After very short time later wife appeared to pregnant and due date is 15-Mar-2014, so we were trying to make our first entry before the delivery but due health conditions and some complications she's not allowed to fly, and the situations isn't getting better yet.

So if we get the green light from the doctor in the next 3 weeks or so we can fly immediately and issue solved, if not, then we have a very short time after delivery (15-Mar to 15-May) it takes more than a month here just to issue birth certificate and new passport.

I am really worried that we might lose the visa, how will I get visa for the baby and enter on time,what should I do in this case? please advise.


----------



## TheExpatriate (Feb 7, 2014)

Salam ya Zol 

Best situation is to fly and give birth there, so the baby can be a citizen by birth

Otherwise, right after delivery, you need to fly ASAP, you can fly without the baby one person at a time, just to validate the visa, like for instance, three of you can fly to Malaysia (no visa required for the Sudanese), then you can take turns flying to Australia.
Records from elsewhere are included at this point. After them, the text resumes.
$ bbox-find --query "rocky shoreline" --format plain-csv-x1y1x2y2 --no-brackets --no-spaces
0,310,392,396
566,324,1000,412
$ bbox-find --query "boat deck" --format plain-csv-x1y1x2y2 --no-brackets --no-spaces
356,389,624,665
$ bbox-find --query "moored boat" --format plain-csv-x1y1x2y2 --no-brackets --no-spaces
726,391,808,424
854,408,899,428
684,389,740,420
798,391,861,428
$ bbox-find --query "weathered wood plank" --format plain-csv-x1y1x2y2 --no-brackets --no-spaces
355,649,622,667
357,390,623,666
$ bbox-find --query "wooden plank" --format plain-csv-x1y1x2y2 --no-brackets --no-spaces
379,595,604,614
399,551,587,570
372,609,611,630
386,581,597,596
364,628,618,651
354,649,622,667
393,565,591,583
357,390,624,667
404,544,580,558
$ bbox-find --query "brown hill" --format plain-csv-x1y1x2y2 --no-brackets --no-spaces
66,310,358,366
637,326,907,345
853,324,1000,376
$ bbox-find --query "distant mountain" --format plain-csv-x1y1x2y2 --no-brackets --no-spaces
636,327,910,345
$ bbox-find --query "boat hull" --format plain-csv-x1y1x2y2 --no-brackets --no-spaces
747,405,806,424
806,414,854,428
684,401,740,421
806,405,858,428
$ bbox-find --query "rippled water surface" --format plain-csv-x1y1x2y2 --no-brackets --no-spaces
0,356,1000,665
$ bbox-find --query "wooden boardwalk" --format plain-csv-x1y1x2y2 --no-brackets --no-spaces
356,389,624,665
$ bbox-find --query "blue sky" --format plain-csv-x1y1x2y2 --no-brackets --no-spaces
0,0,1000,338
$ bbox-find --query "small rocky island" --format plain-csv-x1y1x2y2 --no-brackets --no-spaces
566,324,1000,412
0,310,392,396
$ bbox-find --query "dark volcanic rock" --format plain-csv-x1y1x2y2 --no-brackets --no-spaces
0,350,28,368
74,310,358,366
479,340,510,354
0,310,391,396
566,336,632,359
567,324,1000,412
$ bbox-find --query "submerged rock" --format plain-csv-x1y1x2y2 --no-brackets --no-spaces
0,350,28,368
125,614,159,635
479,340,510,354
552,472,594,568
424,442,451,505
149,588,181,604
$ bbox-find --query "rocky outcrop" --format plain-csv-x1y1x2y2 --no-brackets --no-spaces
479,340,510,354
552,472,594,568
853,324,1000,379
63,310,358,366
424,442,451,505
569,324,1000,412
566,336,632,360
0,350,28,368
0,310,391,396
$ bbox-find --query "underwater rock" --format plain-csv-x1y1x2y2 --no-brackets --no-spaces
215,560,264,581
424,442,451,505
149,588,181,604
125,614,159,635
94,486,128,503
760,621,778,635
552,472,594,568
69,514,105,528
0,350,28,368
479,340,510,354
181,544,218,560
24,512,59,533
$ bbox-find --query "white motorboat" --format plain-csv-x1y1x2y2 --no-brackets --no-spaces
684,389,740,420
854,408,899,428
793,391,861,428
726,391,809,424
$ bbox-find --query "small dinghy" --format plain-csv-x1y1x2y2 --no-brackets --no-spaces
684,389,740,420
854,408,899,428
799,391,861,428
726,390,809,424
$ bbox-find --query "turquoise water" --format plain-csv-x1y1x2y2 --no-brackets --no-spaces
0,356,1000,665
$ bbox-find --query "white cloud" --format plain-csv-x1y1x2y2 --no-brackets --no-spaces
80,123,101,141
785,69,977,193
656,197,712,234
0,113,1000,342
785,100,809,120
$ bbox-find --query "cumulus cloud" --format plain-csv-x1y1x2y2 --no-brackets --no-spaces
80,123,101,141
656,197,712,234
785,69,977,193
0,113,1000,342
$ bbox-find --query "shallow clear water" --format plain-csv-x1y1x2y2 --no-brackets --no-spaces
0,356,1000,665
Child visa for a high risk applicant from offshore takes 14 months, so no way you will make it on time unless you follow either plans above.
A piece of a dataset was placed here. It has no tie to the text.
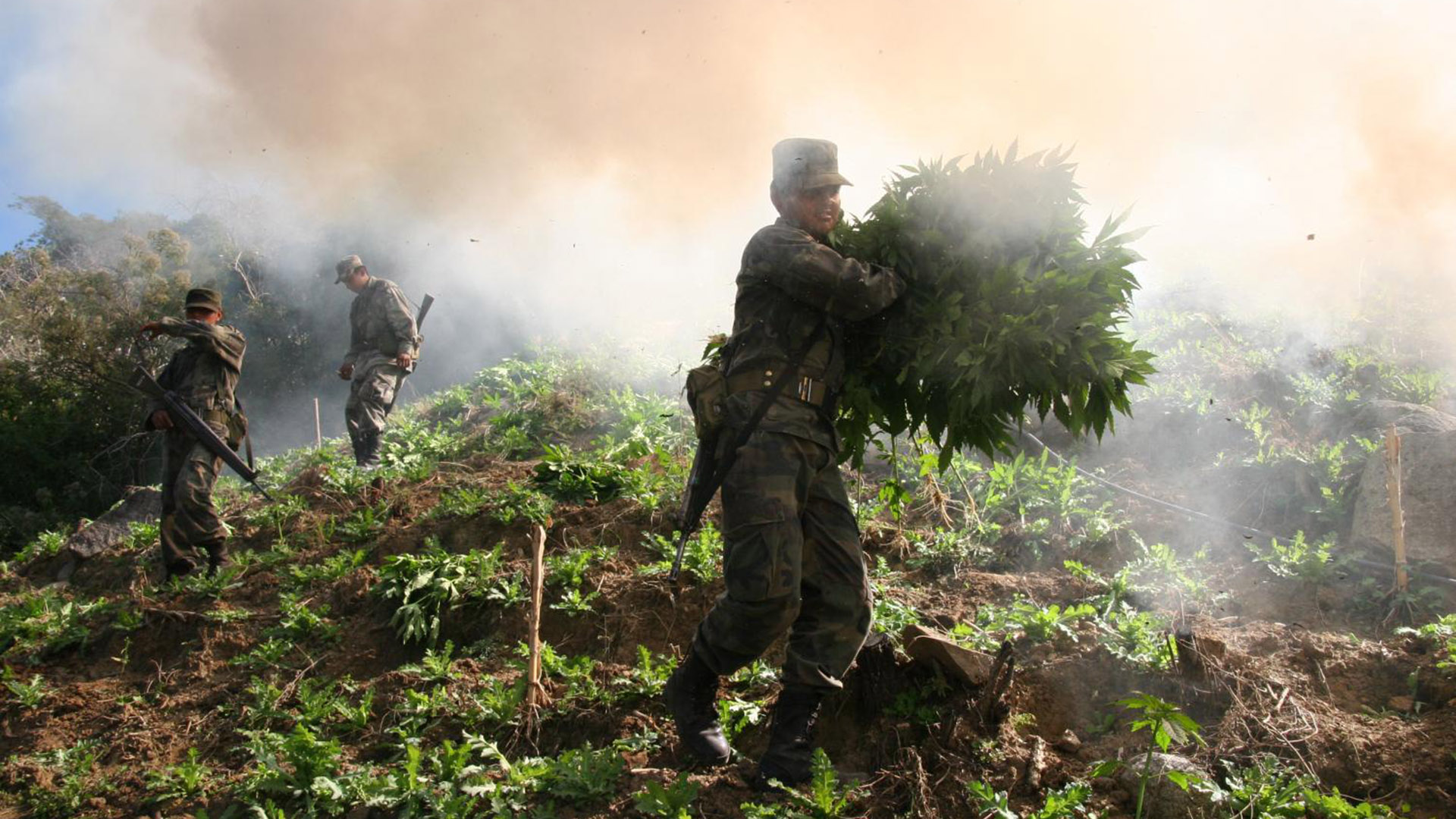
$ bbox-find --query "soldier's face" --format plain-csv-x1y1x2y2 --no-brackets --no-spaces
184,307,223,324
344,267,369,293
774,185,842,239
WORST case scenario : You - the father - fly any time before first entry date, and if the mother cannot make it, you can apply for a spouse visa for her later on, but at least you - the primary applicant - can keep your visa.


----------



## amro200 (Jan 7, 2014)

TheExpatriate said:


> Salam ya Zol
> 
> Best situation is to fly and give birth there, so the baby can be a citizen by birth
> 
> ...


Thanks ya Ibn Alneel, Very helpful reply indeed,

Any other ideas please?


----------



## TheExpatriate (Feb 7, 2014)

amro200 said:


> Thanks ya Ibn Alneel, Very helpful reply indeed,
> 
> Any other ideas please?


7babak 3ashara 

No unfortunately, you are in a tight spot here your options are :

1- If the doctor clears your wife to fly, fly now and return
2- Also if the doctor clears your wife to fly, fly before birth and give birth there
3- Fly right after birth without the baby (child visa will NO WAY be ready in two months)
4- Only you fly to keep your visa then sponsor your wife and baby later on (but that means more headache, paperwork and money AGAIN) 
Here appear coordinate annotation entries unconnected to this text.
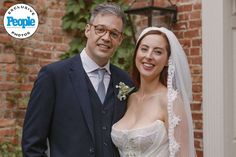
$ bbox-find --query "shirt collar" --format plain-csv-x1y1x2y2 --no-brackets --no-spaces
80,49,111,75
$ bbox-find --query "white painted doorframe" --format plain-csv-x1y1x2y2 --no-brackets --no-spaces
202,0,236,157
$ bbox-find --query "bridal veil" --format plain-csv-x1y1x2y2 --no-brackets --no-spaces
138,27,195,157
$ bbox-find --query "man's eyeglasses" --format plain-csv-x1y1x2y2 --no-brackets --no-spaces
89,24,122,40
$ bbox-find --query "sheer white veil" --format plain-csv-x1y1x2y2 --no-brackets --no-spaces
137,27,195,157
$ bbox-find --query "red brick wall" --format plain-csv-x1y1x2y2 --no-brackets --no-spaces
0,0,203,157
173,0,203,157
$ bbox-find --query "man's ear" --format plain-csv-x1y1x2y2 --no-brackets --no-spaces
118,34,125,45
84,24,91,38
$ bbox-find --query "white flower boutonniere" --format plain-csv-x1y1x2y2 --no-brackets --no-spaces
116,82,134,101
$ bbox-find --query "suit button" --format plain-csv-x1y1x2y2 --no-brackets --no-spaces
102,110,106,114
102,126,107,130
89,148,94,154
103,142,108,146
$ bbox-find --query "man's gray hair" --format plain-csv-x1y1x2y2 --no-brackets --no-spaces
90,3,126,30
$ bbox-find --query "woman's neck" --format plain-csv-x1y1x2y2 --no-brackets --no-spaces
138,79,164,96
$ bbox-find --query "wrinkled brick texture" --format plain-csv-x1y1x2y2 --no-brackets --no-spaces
0,0,203,157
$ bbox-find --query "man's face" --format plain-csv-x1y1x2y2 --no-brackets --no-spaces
85,14,123,66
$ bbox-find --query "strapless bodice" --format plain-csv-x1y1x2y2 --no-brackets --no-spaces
111,120,169,157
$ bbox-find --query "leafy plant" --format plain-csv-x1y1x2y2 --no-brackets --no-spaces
0,142,22,157
61,0,134,71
Best of luck and wishing your wife and the upcoming Zol/Zola a safe delivery insha Allah


----------



## girlaussie (Nov 21, 2012)

Best is to travel together (only you & your wife) after baby's birth & validate your visa only, return home and apply for child visa later.

Girl Aussie 



amro200 said:


> After very short time later wife appeared to pregnant and due date is 15-Mar-2014, so we were trying to make our first entry before the delivery but due health conditions and some complications she's not allowed to fly, and the situations isn't getting better yet.
> 
> So if we get the green light from the doctor in the next 3 weeks or so we can fly immediately and issue solved, if not, then we have a very short time after delivery (15-Mar to 15-May) it takes more than a month here just to issue birth certificate and new passport.
> 
> I am really worried that we might lose the visa, how will I get visa for the baby and enter on time,what should I do in this case? please advise.


----------



## _shel (Mar 2, 2014)

I suggest contacting DIBP and asking for an extension. They rarely grant them but if she is genuinely ill, above and beyond normal pregnancy gripes, you shoukd get lucky. 

They wont give you another date now. They will come back saying 'they dont usually extend but it may be considered only after you miss it' risk to take BUT if you can oroduce consultants letters confirming illness that would put her and baby at risk you should be ok. 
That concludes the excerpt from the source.